Article Text

AB0004 HLA association of behçet’s disease in HLA-B*51negative german and turkish patients
  1. A. Kuranov1,
  2. F. Riewerts2,
  3. I. Kötter2,
  4. J. Gamper-Tsigaras1,
  5. I. Steiert1,
  6. C.A. Müller1
  1. 1Section for Transplantation Immunology and Immunohematology, Center for Medical Research, University Hospital
  2. 2Department II of Internal Medicine, University Hospital, Tübingen, Germany


Objectives Behçet’s disease (BD) as systemic vasculitis of unknown etiology is associated with HLA-B*51 in different European and Asian populations. HLA-A*26 was claimed as additional BD susceptibility marker in Japanese and Greek patients independent of HLA-B*51. This study was performed to test for HLA-A associations in German and Turkish BD populations. HLA-B*51 negative BD patients were compared with respective control populations.

Methods 62 German and 44 Turkish patients lacking HLA-B*51 were analyzed in comparison to healthy German (N=1500) and Turks (N=77) negative for B*51. HLA-A/B genotypes were determined by SSOP (Luminex Corp.) Fisher’s exact test and Odds ratio (OR) were used for statistical evaluation.

Results HLA-A*26 was significantly more frequent in German patients (14.52% patients vs. 5.9% healthy Germans, chi-square =6,07, OR =2,69, p<0.0137). When individuals carrying a second Bw4+ HLA-B locus allele were excluded from this analysis, HLA-A*26 association with BD was no longer observed. Frequency of HLA-Bw4+ (HLA-A and B alleles) alleles, however, was significantly different in German B*51 negative BD patients versus controls (patients vs. controls: 72.6% vs. 54.5%, chi-square =7,18, OR =2,21, p<0.0058).In addition a significant decrease in the frequency of HLA-A*03 was observed in German BD patients (patients vs. controls: 14.5% vs. 30.1%, chi-square =6,20, OR =0,39, p<0.0127).No significant association of any of the tested HLA-A alleles nor of the HLA-Bw4 determinant in B*51 negative Turkish patients was seen.

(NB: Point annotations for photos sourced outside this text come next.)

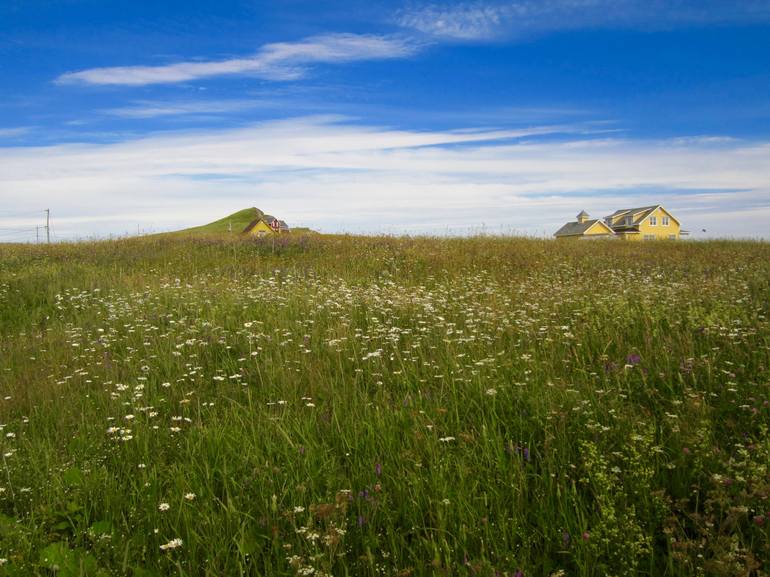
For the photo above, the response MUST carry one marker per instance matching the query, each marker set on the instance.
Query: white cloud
(464, 22)
(486, 20)
(159, 108)
(13, 132)
(276, 61)
(333, 175)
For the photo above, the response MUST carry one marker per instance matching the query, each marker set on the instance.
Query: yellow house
(645, 223)
(265, 225)
(585, 228)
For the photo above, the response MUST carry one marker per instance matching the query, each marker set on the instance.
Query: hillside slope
(234, 223)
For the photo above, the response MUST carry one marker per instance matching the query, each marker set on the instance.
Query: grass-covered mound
(233, 224)
(379, 406)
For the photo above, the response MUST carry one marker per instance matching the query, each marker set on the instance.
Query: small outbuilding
(585, 227)
(266, 224)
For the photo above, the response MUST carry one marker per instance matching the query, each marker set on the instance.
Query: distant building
(265, 225)
(585, 227)
(644, 223)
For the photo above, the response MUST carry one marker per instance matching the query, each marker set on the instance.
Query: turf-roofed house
(264, 225)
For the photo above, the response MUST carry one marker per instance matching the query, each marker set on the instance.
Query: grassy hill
(234, 223)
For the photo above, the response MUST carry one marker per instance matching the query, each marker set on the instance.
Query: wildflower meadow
(377, 406)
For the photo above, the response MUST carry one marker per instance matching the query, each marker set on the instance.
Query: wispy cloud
(157, 108)
(486, 20)
(334, 175)
(14, 132)
(276, 61)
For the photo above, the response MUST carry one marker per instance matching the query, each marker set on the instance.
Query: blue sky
(395, 117)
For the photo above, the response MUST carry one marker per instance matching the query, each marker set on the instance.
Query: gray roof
(632, 211)
(576, 228)
(641, 212)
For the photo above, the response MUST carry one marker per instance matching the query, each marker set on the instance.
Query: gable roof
(580, 228)
(641, 213)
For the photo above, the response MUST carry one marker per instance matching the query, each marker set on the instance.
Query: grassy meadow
(384, 407)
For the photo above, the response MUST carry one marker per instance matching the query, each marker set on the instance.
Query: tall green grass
(384, 406)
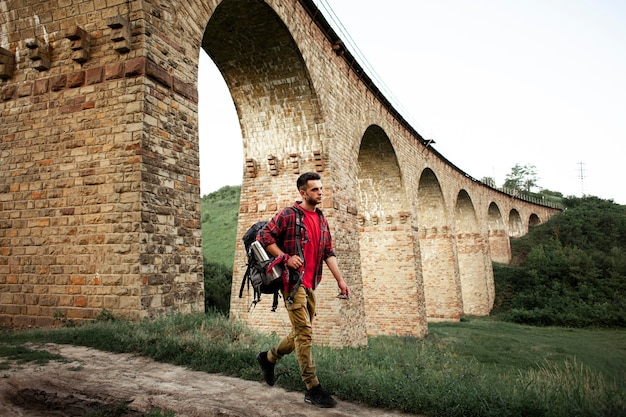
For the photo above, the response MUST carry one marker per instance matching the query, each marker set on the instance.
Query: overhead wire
(339, 27)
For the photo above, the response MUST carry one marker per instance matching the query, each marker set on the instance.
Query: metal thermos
(261, 256)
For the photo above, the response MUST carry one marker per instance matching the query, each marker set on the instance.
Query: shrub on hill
(570, 271)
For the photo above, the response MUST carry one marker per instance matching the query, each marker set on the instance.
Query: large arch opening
(386, 242)
(516, 227)
(278, 113)
(499, 243)
(442, 288)
(475, 270)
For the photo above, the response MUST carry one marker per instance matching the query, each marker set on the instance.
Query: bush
(570, 271)
(217, 286)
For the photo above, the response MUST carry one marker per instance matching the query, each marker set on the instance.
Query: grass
(479, 367)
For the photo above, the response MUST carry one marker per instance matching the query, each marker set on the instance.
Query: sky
(494, 82)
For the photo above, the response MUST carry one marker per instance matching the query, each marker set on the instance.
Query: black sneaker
(318, 397)
(267, 367)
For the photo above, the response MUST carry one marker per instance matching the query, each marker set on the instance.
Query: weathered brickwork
(99, 181)
(99, 205)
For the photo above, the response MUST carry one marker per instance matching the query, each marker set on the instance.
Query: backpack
(256, 276)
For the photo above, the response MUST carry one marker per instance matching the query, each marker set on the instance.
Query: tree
(488, 181)
(522, 178)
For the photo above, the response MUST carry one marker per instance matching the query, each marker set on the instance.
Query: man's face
(313, 193)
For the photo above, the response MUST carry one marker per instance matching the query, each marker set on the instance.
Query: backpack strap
(298, 232)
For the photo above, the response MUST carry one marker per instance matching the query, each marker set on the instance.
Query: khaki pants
(301, 313)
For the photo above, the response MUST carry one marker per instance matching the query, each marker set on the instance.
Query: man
(279, 239)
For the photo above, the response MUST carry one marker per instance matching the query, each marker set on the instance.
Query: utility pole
(581, 175)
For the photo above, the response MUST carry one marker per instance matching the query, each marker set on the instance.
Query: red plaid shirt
(281, 229)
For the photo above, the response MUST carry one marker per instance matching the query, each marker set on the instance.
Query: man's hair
(306, 177)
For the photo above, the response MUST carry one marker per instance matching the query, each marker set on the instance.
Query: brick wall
(99, 189)
(99, 205)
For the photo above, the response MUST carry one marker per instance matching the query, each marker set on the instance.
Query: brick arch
(516, 227)
(387, 253)
(442, 288)
(534, 220)
(99, 186)
(269, 83)
(475, 271)
(499, 243)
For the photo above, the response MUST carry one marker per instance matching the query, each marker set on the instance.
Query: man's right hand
(295, 262)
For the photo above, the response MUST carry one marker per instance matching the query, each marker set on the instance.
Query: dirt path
(91, 378)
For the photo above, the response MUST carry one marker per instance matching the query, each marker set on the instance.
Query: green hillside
(219, 225)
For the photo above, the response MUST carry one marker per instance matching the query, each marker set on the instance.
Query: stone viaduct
(99, 168)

Conclusions Although B*51 negative German BD patients showed an association with HLA-A*26 as in Japanese and Greek, this appeared to reflect a higher frequency of Bw4+alleles inherited in linkage. Thus, stronger association with HLA-Bw4 in the B*51 negative Germans may indicate relevance in BD pathogenesis. A protective factor may be inherited in association with HLA-A*03 in Germans. No BD association to HLA-A alleles was detected in Turks, possibly due to the low numbers of patients analyzed.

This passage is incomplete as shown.